Sharks in the Water
Where have you heard this before? This unbiased analysis appeared in the October 24th issue of “LOGISTICS & TRANSPORTATION”, and it just had to be brought to your attention:
“Blood In The Water: Shipping Lines’ Price War Rages On –
“Container-shipping lines are trying once again to boost freight rates. At the same time, they continue to wage the price war that has scuttled all previous attempts.
“If the carriers are to be believed, shippers in the trades from Asia to North America will have to pay an extra $ 400 per 40-foot container come November 15. An equivalent action has been announced for routes from Asia to Europe. Whether these increases will come to pass, however, is another question entirely.
“The latest general rate increase (G.R.I.) recommended by trans-Pacific carriers is identical to the one that was supposed to take place on July 1 of this year. That action fizzled out, however, thanks to the introduction of additional vessel capacity, a move that has kept supply ahead of demand in the major trades.
“Carriers are building ever-larger ships, which are supposed to reduce operating costs, yet end up with flooding the market with excess containers. Then the lines offer steep discounts to attract whatever business they can. In the process, low spot-market rates cause shippers to walk away from contracts that they signed with carriers earlier in the year. And the downward spiral continues.
“Expect more of the same for the rest of this year and into 2014. ‘We believe that freight-rate volatility will continue to characterize the shipping market for some years to come,’ said Philip Damas, a director with Drewry Shipping Consultants Ltd.
“Rates in the trade from Hong Kong to the U.S. West Coast are at a 2-year low, according to Drewry research manager Martin Dixon … The end of 2011 marked the last price war, which only abated when carriers began taking ships out of service in order to correct the yawning imbalance between supply and demand. Rates consequently rose in the first half of 2012, but took another dive in the second half as carriers added new capacity.
“The coming of the new big ships touched off another flurry of discounts this year, particularly in the Asia-Europe trade. Following a temporary lull, the price war has reignited in recent weeks.

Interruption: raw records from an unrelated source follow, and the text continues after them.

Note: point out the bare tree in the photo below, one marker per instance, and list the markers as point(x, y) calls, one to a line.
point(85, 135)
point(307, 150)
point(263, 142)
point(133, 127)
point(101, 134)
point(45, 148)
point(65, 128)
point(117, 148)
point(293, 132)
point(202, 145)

“‘Overcapacity continues to haunt the shipping lines,’ said Dixon, ‘and troubles are deepening as more vessels come onto the water.’
“Drewry believes at least some of the G.R.I.s will stick, but only if carriers undermine their actions by adding large amounts of capacity to the inactive fleet.
“In any case, Dixon said, ships removed from service in November will return in December, as the lines look to capitalize on an expected increase in business just prior to Chinese New Year, which begins January 31.
“By the end of this year, notes Drewry, the global container trades will have absorbed another 1.5 million TEUs of capacity, an increase of around 6.8 percent. Demand, meanwhile, will have grown at just half that rate.
“For 2014, Drewry is predicting ‘modest’ rate increases of around 3 percent on the major East-West trades, and just 1.5 percent on North-South routes. Continuing pricing pressures will hold the global average to 1.5 percent, Drewry said.
“That relatively benign outlook masks huge short-term volatility, however. Drewry says shippers should maintain vigilance in the face of continuing supply and demand instability. ‘Making the wrong carrier or contract commitments could result in service disruption or unilateral contract terminations, Drewry said.
“One big source of uncertainty is the P3 Global Alliance, a new space-sharing agreement among the world’s three largest container lines: Maersk, CMA-CGM and Mediterranean Shipping Company. Subject to regulatory approval, the alliance is due to get underway in May of 2104, covering all of the major East-West trades. Together the three carriers represent some 255 ships and 2.5 million TEUs of capacity – enough to command more than a 40-percent major share in some trades.
“Federal Maritime Commission chairman Mario Cordero has asked his regulatory counterparts in the European Union and China to join in a summit that would examine the potential competitive impact of the Alliance. But Drewry doesn’t believe the group poses a threat to shippers. Damas said regulators will likely maintain ‘intense scrutiny’ of the proposed arrangement. And barring possible service reductions in some areas it shouldn’t lead to an increase in rate freights.” –
Did you get that? “Drewry doesn’t believe the group poses a threat to shippers.”
It’s hard to believe that they can’t see the real reason(s) for that unholy alliance.
For one thing, an attempt to corner the market like that by giant corporations in the U.S. wouldn’t get by the Federal Trade Commission. Those three carriers have two thoughts in mind: first, drive the little guys out of business. And secondly, with them out of the way the big boys can raise freight rates to the world’s consumers.
It’s what they call a monopoly, and monopolies are always harmful. This one will backfire though because the world economy is in free fall. Even Drewry points it out. That “yawning imbalance between supply and demand” will leave those giants with “terminated contracts” and empty ships.
The only salvation then will be smaller ships, lower costs and smaller, local container terminals.
“Greed, stupidity and selfishness…”, our young friend reminded us last week. Serves ’em right.